Dear Prof. Pius Adesanmi,
How are you doing sir? And how has work been? I hope you're fine and that you remain fine to continue your examplary but mostly thankless service to fatherland. Indeed you're a mentor to some of us.
As you might remember, we haven't spoken since the first time you called, upon receiving my mail. I'm still pained that, that conversation was cut short by poor network connection which remains an insurmountable challenge in Nigeria.
I'm writing you this time, I'm afraid to wail over the unending nightmare I've had to endure since I entered the University (UniJos) and may I please request that you keep me anonymous if you decide to share this.
So much has been said about the falling standard of education in Nigeria but I think we're been unfair when we say that the standard is falling. Truth is, there's no standard and nothing is falling. It's been buried and forgotten. Tertiary education in Nigeria is in a state beyond sorry. And this decay might be worse in UniJos. I'm an undergraduate of Agriculture as you know and I've got dreams to by God's grace, get to the very top in my field and leave indelible marks of the sands of time. But since I was matriculated into this system of mediocrity, all I've seen are man made impediments to my goal and reasons to get discouraged.
Arbitrary charges and even worse than that; inadequate, antiquated, failed and grossly overstretched facilities is all I'm surrounded by. I've been in a class of over 500 students with no public address system for the lecturer to use. I run to class daily just to get a seat. Students even sit on stones in a 21st century University. Students stand in class for hours or sit on the ailse and I've attached pictures to prove this and none of this pictures even came from a GST class.
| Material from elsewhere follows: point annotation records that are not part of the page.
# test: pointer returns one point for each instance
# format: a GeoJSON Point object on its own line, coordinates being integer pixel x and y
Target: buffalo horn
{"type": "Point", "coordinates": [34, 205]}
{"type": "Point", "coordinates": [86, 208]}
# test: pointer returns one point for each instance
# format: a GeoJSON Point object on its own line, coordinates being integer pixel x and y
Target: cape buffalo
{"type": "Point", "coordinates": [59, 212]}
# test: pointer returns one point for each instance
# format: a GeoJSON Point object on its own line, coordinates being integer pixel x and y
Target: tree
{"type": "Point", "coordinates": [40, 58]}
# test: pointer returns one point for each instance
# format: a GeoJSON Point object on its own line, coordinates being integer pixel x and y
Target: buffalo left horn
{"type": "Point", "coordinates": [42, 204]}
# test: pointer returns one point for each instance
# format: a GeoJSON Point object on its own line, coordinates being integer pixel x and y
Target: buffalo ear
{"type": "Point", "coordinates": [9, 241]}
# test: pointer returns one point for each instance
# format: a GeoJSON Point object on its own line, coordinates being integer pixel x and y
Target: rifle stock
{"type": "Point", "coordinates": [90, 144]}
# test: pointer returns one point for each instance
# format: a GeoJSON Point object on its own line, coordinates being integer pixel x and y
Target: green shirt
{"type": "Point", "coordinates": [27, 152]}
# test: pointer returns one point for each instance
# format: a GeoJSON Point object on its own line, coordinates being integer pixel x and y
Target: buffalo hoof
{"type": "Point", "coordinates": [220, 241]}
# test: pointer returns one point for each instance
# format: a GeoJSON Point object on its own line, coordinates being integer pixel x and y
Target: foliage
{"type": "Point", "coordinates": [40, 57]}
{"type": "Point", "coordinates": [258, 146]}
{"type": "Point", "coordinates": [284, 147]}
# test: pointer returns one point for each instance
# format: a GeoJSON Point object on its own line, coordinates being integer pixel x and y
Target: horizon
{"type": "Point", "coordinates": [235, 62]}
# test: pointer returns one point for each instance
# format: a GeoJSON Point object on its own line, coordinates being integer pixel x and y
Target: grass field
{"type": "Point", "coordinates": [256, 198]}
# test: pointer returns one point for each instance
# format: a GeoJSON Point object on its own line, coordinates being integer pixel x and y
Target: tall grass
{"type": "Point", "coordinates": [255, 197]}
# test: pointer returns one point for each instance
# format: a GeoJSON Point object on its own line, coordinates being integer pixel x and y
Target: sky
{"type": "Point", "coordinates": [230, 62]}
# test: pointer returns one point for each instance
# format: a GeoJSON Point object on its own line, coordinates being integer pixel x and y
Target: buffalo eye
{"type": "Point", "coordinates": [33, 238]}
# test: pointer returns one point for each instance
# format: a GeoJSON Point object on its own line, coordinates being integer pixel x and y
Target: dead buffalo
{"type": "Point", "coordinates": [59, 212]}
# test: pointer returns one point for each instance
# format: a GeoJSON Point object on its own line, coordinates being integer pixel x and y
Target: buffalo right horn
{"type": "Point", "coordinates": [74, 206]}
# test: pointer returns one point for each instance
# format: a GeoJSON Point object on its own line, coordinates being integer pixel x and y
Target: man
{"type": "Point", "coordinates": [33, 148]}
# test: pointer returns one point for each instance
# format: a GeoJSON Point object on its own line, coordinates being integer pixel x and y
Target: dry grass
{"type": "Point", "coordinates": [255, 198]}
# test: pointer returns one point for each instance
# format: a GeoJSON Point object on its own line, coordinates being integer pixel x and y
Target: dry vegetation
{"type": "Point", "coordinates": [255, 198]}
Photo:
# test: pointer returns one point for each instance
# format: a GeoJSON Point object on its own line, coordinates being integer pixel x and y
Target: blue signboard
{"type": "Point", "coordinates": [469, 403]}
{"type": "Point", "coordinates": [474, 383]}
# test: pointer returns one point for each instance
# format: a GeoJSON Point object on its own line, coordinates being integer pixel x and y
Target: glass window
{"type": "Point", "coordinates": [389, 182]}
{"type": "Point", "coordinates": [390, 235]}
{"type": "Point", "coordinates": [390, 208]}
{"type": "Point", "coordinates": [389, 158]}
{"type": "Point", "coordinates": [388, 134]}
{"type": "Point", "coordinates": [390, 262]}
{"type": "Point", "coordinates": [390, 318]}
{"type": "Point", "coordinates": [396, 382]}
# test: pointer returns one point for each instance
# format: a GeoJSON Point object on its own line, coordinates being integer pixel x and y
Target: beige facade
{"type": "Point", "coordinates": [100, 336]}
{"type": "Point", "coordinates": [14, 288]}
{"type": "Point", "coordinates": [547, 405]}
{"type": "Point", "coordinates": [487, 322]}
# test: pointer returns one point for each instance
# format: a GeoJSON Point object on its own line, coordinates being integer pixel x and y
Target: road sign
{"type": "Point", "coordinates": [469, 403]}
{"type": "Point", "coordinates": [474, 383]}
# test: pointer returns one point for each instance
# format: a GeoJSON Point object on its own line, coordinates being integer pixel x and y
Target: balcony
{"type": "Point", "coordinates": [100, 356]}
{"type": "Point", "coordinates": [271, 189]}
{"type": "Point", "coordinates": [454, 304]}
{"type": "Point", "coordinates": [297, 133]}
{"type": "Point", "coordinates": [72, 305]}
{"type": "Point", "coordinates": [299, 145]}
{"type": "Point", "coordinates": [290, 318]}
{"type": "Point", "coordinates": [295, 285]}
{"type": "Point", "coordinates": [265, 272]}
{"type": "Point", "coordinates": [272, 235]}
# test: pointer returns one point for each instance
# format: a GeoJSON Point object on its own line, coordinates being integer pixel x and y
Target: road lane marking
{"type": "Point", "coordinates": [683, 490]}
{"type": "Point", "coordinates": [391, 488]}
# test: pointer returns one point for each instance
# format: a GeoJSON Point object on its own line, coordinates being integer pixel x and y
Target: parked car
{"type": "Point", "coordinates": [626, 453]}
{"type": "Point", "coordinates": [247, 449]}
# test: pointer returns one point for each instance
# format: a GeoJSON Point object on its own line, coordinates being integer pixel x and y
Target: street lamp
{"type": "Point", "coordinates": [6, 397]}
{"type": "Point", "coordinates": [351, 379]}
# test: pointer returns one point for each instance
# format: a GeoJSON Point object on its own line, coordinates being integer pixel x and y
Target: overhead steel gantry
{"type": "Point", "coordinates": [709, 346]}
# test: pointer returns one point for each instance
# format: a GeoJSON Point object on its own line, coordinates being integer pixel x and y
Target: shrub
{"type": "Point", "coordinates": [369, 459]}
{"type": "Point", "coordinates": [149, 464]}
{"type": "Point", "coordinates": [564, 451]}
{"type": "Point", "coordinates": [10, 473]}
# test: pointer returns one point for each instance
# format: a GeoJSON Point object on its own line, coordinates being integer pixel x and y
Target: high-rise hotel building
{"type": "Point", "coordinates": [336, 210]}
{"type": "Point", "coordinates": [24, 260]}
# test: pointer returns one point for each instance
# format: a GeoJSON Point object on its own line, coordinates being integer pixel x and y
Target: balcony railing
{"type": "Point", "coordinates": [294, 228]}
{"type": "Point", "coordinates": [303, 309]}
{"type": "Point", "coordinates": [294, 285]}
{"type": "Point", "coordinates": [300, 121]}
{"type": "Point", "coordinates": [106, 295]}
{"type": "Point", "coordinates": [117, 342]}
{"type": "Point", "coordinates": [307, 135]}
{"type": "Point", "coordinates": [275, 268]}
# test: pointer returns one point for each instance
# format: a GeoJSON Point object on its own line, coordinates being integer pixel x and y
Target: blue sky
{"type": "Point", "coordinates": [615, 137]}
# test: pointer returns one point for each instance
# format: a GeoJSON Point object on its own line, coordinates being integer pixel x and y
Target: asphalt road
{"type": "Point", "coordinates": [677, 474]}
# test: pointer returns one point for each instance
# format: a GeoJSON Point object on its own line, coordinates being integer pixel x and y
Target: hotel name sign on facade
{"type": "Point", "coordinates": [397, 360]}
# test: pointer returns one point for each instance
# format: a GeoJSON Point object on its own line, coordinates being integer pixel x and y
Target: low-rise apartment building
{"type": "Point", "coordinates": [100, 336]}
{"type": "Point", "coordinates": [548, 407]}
I've been in dillapidated laboratories with an average of 4 instructors to 400 students. I'm not going to talk about the hostel and its deplorable state. I'm not also going to talk about the fact that uptil now, students in UniJos cannot access their results or even lecture notes online. I won't talk about the fact that some lecturers have not updated their notes for years.
In the midst of all of this chaos, I've asked myself several questions: how am I supposed to be at par my contemporaries around the globe, who are taught in mini-heaven classrooms with proper guidance. I've asked how possible it'll be to graduate with the best grade possible because you can't really trust the results you might see. How fair is it to have one lecturer teach 500 students? How will they all be carried along? Where is the place for interaction? How fair will he/she mark assignments, test and exam papers for this crazy number? Won't he get tired and be tempted to do what he deems fit? How employable can graduates produced in this system of utter chaos be? Can you have the next Akinwunmi Adeshina, Amina Mohammed, Odia Ofemun, Kadariah Ahmed and Pius Adesanmi in this chaotic system? What will the place of Nigeria be in a world where intellectualism and ideas are fast becoming the currency? Will our great population add to the world's problem or reduce it?
Now I'm not blind to arguments about increasing tertiary education enrollment, but at what cost to the quality of graduates produced? Do we rather have 1000 quack scientists than 200 qualified ones? To borrow some of the words A.W Tozer a 20th century American preacher used to describe the state of christianity, Education in Nigeria has been so watered down that, if it were to be poison it won't kill anyone and if it were to be a cure, it won't heal anyone I'm even more sad when I see how quick the financiers and owners of this cave of ours send their children abroad to better schools, perhaps so they'll return and be part of the dynasty of crooks.
The ruling class is aware of the power of an educated mind to seek freedom from slavery and hence their deliberate efforts to frustrate both overtly and covertly, anything that liberates the mind. They ironically were better taught, enjoyed better facilities but are neck bent on bequiting nothing to us. But I have bad news for them, I'm out of that cave already and would take as many with me.
Of course I'll do my best to augment all I learn, but I deserve to be treated better. I hope that the opportunity to go beyond Nigeria and position myself properly for the challenging future ahead presents itself soon. I must bequit to my children a better country. A country that'll give them the platform to maximize their potentials.